DSi-Publikation / Rundschreiben 16.05.2024, Matthias Warneke

Die Bürgergeldregelsätze 2024 sind im Vergleich zum Vorjahr erheblich gestiegen. Der Grundfreibetrag im Einkommensteuertarif 2024 muss deshalb noch nachträglich angehoben werden, damit das Existenzminimum auch hier berücksichtigt wird. Die Ampel-Koalition plant hierzu eine entsprechende Initiative. Zu klären ist, ob in diesem Sinne nicht auch der Rundfunkbeitrag steuerlich berücksichtigt werden müsste.

DSi-Diagnose

Das Existenzminimum, also der materielle Bedarf eines Bürgers, um ein menschenwürdiges Leben führen zu können, wird im Sozialrecht und im Einkommensteuerrecht weitgehend äquivalent berücksichtigt.

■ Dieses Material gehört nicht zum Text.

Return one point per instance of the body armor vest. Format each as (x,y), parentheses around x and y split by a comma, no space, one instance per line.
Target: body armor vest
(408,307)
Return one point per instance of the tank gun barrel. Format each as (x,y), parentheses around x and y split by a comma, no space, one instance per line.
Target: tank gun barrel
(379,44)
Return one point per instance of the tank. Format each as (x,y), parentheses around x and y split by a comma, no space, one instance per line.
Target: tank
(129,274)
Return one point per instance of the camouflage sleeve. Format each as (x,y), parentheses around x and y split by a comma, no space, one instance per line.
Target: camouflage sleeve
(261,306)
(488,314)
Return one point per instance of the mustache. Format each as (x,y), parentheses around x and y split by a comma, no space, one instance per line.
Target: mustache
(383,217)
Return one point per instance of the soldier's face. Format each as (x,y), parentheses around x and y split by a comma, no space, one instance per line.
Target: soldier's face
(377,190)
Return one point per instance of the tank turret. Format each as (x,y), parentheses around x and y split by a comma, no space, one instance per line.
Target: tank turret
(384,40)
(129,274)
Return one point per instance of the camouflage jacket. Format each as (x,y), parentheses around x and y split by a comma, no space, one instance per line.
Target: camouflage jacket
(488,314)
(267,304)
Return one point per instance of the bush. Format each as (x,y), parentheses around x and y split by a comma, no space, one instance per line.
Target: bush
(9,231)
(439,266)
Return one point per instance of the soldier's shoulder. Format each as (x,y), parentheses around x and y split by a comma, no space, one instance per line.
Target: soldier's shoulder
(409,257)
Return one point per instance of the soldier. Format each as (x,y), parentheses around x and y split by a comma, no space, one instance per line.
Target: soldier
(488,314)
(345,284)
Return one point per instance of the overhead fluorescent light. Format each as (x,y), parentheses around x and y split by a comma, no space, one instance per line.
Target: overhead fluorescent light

Einkommen für existenznotwendige Ausgaben wie Ernährung, Kleidung, Wohnen etc. sind durch den steuerlichen Grundfreibetrag von der Besteuerung freigestellt. Aufwendungen für eine Basiskrankenversicherung werden als Sonderausgabenabzug steuerlich berücksichtigt. Darüber hinaus können existenznotwendige Aufwendungen für Kinder über den Kinderfreibetrag steuermindernd wirken.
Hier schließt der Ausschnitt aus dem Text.